North Dakota Flaring Causes Concern
According to a recent article in “Rigzone”, there is growing concern over the number of flares, and the volume of gas being flared in “The Peace Garden State”. The economic benefits of the development of the Bakken/Three Forks shale in North Dakota is well known. However, as new wells are brought on- line, producers, regulators, consumers and land owners are all confronted with the issue of surplus gas.
When a gas well is completed, the gas goes into a gathering system, sent to a processing facility and ultimately to market. The liquid hydrocarbons (crude oil/condensate) which are produced in a gas well are shipped via truck or pipeline (depending on the volume involved) for further processing. However, when an oil well is completed the natural gas associated with the liquids (known as oil well gas or casing head gas) cannot be further processed if a gathering system and facilities are not available. In these cases, operators have no choice but to either vent (release the gas into the atmosphere) or flare (burn the gas with the resulting CO2 released into the atmosphere). Since flaring is safer and less damaging to the environment, it is the preferred solution.

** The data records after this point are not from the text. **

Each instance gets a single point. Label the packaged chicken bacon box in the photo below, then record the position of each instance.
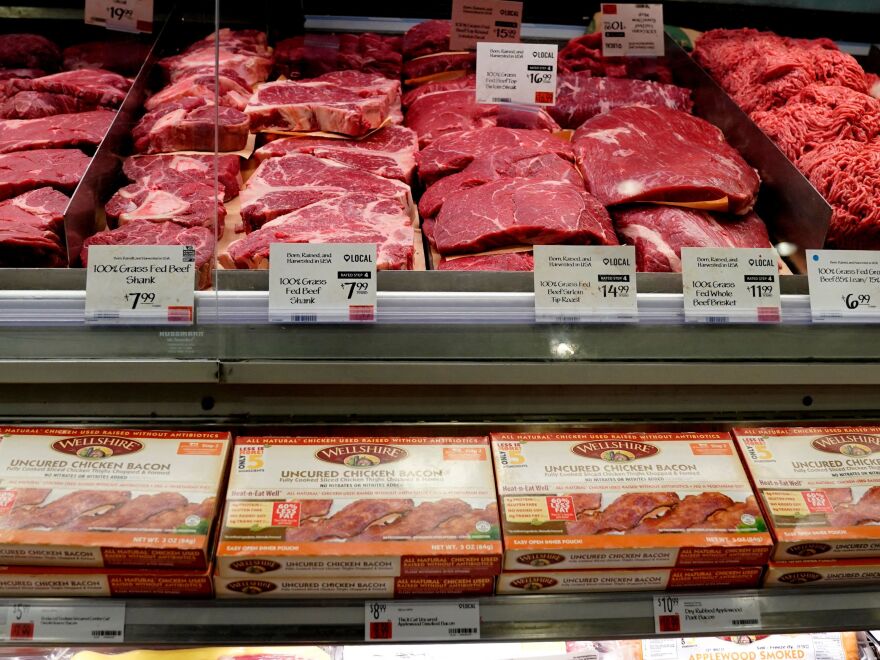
(820, 488)
(625, 500)
(112, 498)
(363, 507)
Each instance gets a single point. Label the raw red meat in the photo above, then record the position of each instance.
(520, 212)
(433, 115)
(819, 114)
(527, 163)
(161, 233)
(21, 171)
(579, 96)
(28, 51)
(282, 185)
(233, 94)
(389, 152)
(503, 261)
(453, 152)
(346, 218)
(846, 174)
(425, 38)
(153, 169)
(634, 154)
(122, 56)
(30, 229)
(659, 232)
(188, 125)
(85, 129)
(346, 102)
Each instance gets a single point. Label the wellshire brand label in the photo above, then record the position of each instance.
(362, 455)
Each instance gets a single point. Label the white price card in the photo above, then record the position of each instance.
(141, 285)
(104, 622)
(122, 15)
(421, 621)
(516, 73)
(484, 20)
(322, 282)
(723, 285)
(705, 614)
(575, 283)
(844, 285)
(632, 30)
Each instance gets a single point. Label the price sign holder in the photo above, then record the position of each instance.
(723, 285)
(632, 30)
(576, 283)
(484, 20)
(322, 282)
(844, 285)
(140, 285)
(421, 621)
(516, 73)
(104, 622)
(705, 614)
(121, 15)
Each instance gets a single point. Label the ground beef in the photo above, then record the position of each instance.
(846, 173)
(819, 114)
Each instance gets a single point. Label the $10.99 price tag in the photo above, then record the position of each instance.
(322, 283)
(421, 621)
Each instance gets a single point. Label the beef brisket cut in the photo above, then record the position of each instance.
(343, 218)
(161, 233)
(21, 171)
(389, 152)
(511, 212)
(346, 102)
(188, 125)
(153, 170)
(84, 129)
(31, 226)
(636, 154)
(659, 232)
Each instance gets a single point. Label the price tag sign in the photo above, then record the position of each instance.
(632, 30)
(516, 73)
(80, 624)
(705, 614)
(322, 283)
(576, 283)
(140, 285)
(723, 285)
(121, 15)
(484, 20)
(844, 285)
(421, 621)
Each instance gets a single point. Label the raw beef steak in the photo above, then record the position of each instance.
(580, 96)
(152, 170)
(21, 171)
(453, 152)
(520, 212)
(161, 233)
(636, 154)
(85, 129)
(659, 232)
(526, 163)
(30, 230)
(504, 261)
(433, 115)
(188, 125)
(389, 152)
(348, 218)
(28, 51)
(282, 185)
(346, 102)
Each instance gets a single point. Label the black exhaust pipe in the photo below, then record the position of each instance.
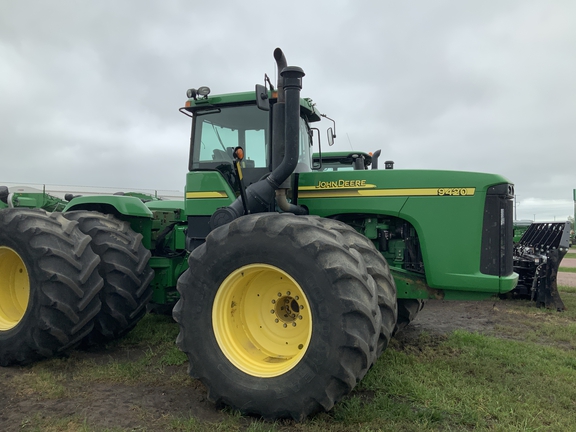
(286, 130)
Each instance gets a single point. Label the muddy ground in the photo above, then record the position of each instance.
(109, 406)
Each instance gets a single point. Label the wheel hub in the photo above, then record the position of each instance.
(261, 320)
(14, 288)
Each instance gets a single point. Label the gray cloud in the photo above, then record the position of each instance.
(90, 91)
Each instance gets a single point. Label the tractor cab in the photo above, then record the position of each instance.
(222, 123)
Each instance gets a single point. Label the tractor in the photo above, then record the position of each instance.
(287, 280)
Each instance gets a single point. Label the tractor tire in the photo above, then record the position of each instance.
(49, 285)
(378, 268)
(125, 270)
(277, 316)
(407, 311)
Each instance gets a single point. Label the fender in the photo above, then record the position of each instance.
(115, 204)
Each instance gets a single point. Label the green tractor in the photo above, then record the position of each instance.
(288, 280)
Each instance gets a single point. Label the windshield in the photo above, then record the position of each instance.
(218, 133)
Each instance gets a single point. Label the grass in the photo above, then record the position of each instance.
(522, 377)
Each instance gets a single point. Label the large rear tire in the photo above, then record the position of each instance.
(49, 285)
(125, 270)
(378, 268)
(278, 317)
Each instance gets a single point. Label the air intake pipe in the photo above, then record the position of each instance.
(260, 195)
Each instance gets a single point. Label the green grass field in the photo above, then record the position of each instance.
(513, 380)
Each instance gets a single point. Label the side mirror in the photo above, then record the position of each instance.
(262, 101)
(331, 136)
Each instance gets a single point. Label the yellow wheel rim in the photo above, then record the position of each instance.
(262, 320)
(14, 288)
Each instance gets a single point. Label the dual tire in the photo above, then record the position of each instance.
(280, 316)
(49, 285)
(66, 280)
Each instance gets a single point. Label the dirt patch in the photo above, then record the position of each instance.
(137, 406)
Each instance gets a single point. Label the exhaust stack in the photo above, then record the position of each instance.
(286, 135)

In the early days of the development of the Bakken, flaring was a concern, but not a crisis. However, as development has progressed, flaring has become an increasingly important issue. Historically Texas flared more gas than North Dakota, but since 2011, the trend reversed and since then North Dakota has flared more gas than Texas by an ever widening margin. There are currently about 9,000 wells in North Dakota and the number is projected to reach 50,000 by 2030, so the implications for the future are obvious.
It is estimated that approximately 30% of the gas produced in North Dakota is flared. In 2013 enough gas was flared to meet the energy needs of 1.3 million homes. This represents a loss of about $1.3 billion to operators, land owners and the state’s treasury. In response to the concerns of shareholders, royalty owners, government officials and environmentalists, an industry task force, representing hundreds of companies, was formed to come up with a plan. By developing infrastructure, exploring injection opportunities, and using gas to power equipment at the well site, it is felt that flaring can be virtually eliminated by 2020. Probably even more importantly, the task force believes that the industry can capture and utilize 85% of produced gas within the next two years. Since natural gas production in North Dakota is projected to increase by 40% by the end of 2015, this would truly be a remarkable achievement.